A binder prepares the protective covers for a book at printing press in Tiruchi.

 

Things have changed now, because nobody takes printouts and waits for them to be bound into volumes. “Everything has gone online, or on CDs. The cost of a readymade box file is equal to book binding charges now, so our business has shrunk drastically,” he adds.

A long history

Book binding is thought to have been first documented in 100 BC in India, when religious verses were inscribed on seasoned palm leaves, numbered and tied together with twine in an accordion style. Covers made of wood or metal protected the fragile leaf inscriptions inside.

The Mughals introduced artistic leather binding to India by employing master binders from Persia, who excelled in creating ornate book covers with special sewing techniques. Binders were an important part of library staff during the Mughal era.

Tooled leather binding with gold foil lettering was widespread in India until cardboard, chart paper and synthetic options brought down the prices further in the 1970s and ’80s. The heritage art is the mainstay of businesses like the Antique Leather Craft store in Delhi’s Daryaganj area for over three decades.

Workers in a manual book binding shop in Chawri Bazaar, Old Delhi.

Workers in a manual book binding shop in Chawri Bazaar, Old Delhi. Photo: Monica Tiwari/THE HINDU

“Our customers typically want to preserve their books within leather covers, both for their beauty and durability,” says proprietor Aslam Agha, who heads the family-run business.

“Leather binding is a laborious process. Depending on the size of the book and the workmanship involved, it can take us from a week to several months to complete one order,” says Agha, who also restores old books.

Rule of the machines

With handwriting itself becoming a rare skill these days, stationery binding has understandably lost ground to electronic means of communication. However the automated mass production of books has thrived, with indigenously produced binding equipment also emerging as an important revenue earner for the country.

India exported book-binding and -sewing machinery worth $13 million in 2019 to African and European countries, according to United Nations Commodity Trade Statistics Database (UN Comtrade).

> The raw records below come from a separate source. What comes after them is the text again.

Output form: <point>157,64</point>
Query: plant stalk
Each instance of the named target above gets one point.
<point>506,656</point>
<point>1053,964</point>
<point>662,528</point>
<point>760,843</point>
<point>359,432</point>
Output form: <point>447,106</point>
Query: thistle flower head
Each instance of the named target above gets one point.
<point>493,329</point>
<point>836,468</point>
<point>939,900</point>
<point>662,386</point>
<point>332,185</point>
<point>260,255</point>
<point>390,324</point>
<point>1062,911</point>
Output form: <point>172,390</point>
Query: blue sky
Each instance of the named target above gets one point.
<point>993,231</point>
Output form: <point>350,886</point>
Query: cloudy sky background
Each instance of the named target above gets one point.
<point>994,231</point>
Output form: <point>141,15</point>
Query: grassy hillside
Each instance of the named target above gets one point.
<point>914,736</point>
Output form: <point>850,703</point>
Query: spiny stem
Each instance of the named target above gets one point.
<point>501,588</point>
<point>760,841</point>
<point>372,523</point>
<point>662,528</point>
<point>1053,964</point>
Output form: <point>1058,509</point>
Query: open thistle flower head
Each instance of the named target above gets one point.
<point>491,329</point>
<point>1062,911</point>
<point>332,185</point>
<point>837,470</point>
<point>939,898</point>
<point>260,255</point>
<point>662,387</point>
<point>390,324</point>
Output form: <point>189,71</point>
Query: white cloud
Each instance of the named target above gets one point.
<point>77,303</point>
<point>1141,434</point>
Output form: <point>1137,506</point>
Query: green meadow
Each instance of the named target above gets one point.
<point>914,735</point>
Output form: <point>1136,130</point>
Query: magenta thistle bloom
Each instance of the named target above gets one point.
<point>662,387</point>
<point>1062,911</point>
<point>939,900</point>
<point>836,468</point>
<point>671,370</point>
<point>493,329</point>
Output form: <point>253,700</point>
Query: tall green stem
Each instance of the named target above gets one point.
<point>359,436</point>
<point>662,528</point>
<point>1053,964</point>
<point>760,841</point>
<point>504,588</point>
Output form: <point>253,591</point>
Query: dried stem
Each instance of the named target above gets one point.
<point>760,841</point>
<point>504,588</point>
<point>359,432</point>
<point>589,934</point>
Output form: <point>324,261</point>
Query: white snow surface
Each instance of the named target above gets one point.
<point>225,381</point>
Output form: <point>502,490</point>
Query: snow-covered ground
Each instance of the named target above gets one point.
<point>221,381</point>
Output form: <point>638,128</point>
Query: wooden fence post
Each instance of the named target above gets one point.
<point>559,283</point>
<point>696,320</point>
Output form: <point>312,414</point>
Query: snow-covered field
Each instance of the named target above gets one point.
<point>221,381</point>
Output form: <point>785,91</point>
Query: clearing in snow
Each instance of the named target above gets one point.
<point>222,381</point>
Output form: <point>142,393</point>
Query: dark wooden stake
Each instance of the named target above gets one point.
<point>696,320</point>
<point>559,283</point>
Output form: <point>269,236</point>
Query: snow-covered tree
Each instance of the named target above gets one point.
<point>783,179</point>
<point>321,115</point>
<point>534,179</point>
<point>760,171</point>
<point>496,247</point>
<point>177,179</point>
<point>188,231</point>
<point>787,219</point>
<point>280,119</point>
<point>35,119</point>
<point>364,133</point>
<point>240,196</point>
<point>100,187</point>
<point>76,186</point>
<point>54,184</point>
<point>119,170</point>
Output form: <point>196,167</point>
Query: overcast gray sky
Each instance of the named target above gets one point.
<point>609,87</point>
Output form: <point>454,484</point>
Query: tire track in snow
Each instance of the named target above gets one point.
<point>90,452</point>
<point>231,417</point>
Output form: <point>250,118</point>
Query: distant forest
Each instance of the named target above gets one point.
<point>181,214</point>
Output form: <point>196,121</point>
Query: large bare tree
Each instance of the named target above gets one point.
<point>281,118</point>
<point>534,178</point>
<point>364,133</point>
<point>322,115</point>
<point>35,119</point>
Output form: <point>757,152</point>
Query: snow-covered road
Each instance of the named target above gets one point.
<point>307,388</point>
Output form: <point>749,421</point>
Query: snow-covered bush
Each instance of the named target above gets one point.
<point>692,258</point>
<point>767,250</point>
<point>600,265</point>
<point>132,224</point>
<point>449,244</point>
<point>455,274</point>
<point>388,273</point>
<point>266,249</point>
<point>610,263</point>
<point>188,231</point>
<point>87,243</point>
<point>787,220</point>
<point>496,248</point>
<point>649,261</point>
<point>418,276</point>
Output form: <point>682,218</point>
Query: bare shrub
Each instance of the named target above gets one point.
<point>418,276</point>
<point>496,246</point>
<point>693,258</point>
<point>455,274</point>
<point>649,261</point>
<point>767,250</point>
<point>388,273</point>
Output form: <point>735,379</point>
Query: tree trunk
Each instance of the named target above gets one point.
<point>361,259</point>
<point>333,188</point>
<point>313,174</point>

Nowhere is the boom more obvious than in Sivakasi, a small town in Tamil Nadu’s Virudhunagar district. Though it is often in the news for its fireworks and safety matches industry, Sivakasi is also considered a hub of mass publishing.

With a market reportedly worth ₹1,000 crores, Sivakasi has over 600 printing and ancillary industries that employ over 20,000 people. Big print orders led to mechanisation of manual processes like binding since the 1980s here.

 

“While documents generated by institutions like schools, colleges, banks and Government offices still require manual binding, automation of this process has changed commercial printing in a big way,” says V Ganesh Kumar, president of Sivakasi Master Printers Association and director, SFA Print.

As binding machines in the vintage of 1980s up to 2018 are being used in Sivakasi, learning how to use them has largely been a hands-on experience, says Kumar. “We train diploma and technical institute students to use all the different machines that are used in our bindery, so that they can be comfortable with any level of technology in other units as well. We want them to be skilled so that they can survive as freelance operators on their own,” he says.

SFA Print recently launched a high-speed binding machine that can produce up to 40,000 copies per day. “Compared to this, one can bind only around 2,000 copies by hand, and that too, of uneven quality,” he says.

Whether bound by hand or machines, the printed book has its own appeal, says Kumar. “We continue to print copies of The Bible , Bhagvad Gita and Koran in large numbers, because readers still want to buy them. The unique experience of holding and reading a book cannot be replicated by electronic devices,” he says.